Nicht nur ich, auch mein Motorrad, die BvZ KTM 125 XC-R hat seine ersten Six Days richtig gut überstanden und mich verlässlich und konkurrenzfähig ins Ziel gebracht. Nun galt es in Windeseile wieder alles in die Kisten zu verpacken und im Container zu verstauen, denn schon am nächsten Morgen sollte es wieder auf den Heimweg gehen und dort gab es auf jeden Fall viel zu berichten.
FAZIT
Im Vorfeld hatte ich viele Tipps und Tricks und wirklich viel Unterstützung mit auf den Weg bekommen. Ich danke allen, die mir meinen Traum ermöglicht haben und die während der Six Days an meiner Seite waren. Vor allem natürlich meinen Eltern, die ihren ganzen Jahresurlaub für mich geopfert haben.

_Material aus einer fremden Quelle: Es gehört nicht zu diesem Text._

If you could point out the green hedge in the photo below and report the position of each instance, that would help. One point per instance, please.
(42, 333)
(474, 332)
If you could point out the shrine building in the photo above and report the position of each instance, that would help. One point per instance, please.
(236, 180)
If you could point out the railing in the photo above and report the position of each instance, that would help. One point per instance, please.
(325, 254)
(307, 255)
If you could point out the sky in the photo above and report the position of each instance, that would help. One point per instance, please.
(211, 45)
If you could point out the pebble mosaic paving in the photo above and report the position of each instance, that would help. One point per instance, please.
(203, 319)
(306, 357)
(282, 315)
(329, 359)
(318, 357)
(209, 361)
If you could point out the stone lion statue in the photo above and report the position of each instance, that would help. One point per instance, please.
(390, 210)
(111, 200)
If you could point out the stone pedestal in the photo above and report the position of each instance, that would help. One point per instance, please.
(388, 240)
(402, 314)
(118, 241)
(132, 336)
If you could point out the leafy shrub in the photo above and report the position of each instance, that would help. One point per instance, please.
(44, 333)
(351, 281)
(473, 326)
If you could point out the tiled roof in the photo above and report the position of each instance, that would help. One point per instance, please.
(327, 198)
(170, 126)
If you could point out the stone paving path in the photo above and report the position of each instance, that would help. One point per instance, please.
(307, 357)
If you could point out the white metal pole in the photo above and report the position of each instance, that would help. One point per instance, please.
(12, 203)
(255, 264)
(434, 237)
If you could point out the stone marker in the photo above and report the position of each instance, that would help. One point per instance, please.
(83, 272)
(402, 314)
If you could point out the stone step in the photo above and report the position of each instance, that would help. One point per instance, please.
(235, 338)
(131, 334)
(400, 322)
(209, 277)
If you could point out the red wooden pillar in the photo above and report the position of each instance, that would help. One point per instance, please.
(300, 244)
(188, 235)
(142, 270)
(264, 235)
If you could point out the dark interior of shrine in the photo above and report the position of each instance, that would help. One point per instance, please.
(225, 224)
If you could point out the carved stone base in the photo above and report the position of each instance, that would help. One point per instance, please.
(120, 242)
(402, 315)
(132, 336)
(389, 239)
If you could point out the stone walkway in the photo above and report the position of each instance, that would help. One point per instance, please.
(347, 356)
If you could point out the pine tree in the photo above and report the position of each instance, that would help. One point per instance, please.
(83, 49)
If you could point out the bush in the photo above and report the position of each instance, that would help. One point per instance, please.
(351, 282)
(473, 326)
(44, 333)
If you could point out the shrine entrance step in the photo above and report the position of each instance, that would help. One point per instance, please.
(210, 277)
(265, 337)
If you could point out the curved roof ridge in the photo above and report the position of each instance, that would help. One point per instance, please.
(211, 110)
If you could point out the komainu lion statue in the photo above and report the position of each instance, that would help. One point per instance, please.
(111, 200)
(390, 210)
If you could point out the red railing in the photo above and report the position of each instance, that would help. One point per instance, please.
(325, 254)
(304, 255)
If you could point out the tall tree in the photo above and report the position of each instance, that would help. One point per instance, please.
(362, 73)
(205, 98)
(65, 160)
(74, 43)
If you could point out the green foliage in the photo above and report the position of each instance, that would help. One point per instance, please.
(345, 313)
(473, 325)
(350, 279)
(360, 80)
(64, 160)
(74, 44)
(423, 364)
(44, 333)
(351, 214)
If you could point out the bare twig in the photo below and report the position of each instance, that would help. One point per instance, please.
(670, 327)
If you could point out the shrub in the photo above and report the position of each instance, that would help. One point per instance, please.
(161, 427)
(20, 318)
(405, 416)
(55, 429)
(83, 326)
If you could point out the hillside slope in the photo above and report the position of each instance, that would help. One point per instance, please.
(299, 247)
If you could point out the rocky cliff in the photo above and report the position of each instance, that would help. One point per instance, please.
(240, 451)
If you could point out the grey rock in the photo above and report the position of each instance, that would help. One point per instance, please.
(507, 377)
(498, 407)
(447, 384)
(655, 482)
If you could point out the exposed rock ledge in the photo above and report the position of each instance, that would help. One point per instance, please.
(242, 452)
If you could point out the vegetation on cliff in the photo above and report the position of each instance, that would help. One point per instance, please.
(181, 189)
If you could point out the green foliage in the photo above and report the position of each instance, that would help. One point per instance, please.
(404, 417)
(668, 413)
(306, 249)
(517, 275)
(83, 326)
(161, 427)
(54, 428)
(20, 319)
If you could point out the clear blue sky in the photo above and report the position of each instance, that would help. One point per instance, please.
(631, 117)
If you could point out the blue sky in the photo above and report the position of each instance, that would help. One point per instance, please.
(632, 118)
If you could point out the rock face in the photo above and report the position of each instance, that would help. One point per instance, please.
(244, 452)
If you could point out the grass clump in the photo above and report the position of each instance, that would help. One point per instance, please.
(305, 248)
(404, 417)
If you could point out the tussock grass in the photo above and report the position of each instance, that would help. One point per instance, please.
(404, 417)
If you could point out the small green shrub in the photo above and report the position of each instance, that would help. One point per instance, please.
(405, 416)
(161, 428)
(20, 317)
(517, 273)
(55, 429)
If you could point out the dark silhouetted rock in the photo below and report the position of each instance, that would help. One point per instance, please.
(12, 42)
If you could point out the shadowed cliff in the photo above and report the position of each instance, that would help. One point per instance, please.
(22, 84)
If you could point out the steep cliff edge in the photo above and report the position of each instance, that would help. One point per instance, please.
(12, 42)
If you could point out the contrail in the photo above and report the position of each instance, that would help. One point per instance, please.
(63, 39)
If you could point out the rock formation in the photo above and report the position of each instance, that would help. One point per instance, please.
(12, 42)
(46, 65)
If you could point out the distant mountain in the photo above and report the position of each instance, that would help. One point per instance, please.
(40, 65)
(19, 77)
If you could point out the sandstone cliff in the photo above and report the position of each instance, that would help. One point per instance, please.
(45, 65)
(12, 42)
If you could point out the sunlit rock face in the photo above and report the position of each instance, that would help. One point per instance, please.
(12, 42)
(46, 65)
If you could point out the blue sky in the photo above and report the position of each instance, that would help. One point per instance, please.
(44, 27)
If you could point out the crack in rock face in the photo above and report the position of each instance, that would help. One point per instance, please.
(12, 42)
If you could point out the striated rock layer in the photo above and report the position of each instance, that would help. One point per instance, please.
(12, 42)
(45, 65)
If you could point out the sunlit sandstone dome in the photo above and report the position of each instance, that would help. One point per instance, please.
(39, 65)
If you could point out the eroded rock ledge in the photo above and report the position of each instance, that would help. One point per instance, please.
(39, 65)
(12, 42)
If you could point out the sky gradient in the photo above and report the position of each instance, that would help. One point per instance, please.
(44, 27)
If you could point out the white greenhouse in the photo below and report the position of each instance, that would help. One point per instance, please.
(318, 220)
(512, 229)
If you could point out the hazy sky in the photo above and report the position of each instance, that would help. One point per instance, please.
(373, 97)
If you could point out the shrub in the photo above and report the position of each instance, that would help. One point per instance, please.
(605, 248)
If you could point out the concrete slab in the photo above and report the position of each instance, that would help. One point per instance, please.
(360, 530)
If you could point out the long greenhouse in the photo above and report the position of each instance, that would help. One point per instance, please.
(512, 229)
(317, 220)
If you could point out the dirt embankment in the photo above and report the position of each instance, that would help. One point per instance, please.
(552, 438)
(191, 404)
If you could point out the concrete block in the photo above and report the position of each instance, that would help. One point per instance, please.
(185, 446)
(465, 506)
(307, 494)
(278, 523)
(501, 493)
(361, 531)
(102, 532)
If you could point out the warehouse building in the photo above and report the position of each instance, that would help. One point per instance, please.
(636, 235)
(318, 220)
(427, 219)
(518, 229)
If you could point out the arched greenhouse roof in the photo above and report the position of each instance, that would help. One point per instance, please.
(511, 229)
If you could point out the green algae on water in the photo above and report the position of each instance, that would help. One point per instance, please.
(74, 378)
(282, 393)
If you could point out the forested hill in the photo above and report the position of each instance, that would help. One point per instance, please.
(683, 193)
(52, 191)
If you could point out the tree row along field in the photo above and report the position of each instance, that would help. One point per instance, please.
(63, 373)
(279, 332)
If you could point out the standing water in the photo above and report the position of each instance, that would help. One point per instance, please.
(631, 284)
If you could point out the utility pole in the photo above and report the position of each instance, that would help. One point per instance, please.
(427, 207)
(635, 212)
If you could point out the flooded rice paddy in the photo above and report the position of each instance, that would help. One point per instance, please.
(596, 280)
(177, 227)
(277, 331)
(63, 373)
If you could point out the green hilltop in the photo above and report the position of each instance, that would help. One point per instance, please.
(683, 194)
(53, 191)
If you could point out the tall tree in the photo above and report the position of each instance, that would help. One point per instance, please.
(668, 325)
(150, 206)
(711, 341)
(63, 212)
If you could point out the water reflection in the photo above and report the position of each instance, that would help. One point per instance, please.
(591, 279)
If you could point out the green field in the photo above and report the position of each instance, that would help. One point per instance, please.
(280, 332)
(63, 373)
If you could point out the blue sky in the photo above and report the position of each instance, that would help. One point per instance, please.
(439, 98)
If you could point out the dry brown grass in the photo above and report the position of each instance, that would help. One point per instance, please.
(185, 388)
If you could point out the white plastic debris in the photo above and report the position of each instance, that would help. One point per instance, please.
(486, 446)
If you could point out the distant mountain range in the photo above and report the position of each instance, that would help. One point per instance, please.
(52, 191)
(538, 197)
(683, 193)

Ich danke Bert und David, die mir eine nagelneue 125er KTM mit coolem Design als Six Days Edition und für jeden Tag frische Bridgestone Reifen organisiert haben, mit denen ich sicher durch die kompletten 6 Tage gekommen bin. Ich danke dem DMSB mit dem Motorsport Team Germany, der Stiftung Sport und dem ADAC Berlin-Brandenburg, sowie allen meinen treuen Sponsoren, für das Vertrauen in mich und ihre unermüdliche Unterstützung. Ich danke dem Verein für Endurosport, für den wahnsinnigen Aufwand an Organisation, ohne den so eine Veranstaltung am anderen Ende der Welt gar nicht umsetzbar wäre und natürlich auch allen, die mir fleißig die Daumen gedrückt und mit mir mitgefiebert haben. Ach ja, und ein riesiges Dankeschön an Basti Wolter und Weberwerke, die mein Abenteuer wirklich auf den Punkt in einem coolen Video zusammengefasst und supported haben.
AUSBLICK
Nach so einem krassen Erlebnis wieder im eiskalten Deutschland gelandet, hatte mich der Alltag schnell wieder im Griff. Schulstoff war nachzuholen, Klausuren nachzuschreiben und es standen auch gleich noch ein paar Pressetermine an, schließlich waren alle gespannt, wie ich Argentinien überstanden hatte. Gut, dass meine Saison mit den Six Days nun wirklich beendet war, denn eine kleine Pause war nötig, bevor es in die Vorbereitungsphase für das Jahr 2024 geht, wovon ich dann in meiner nächsten Kolumne berichte. Bis dahin wünsche ich allen Lesern eine besinnliche Adventszeit und ein frohes Weihnachtsfest.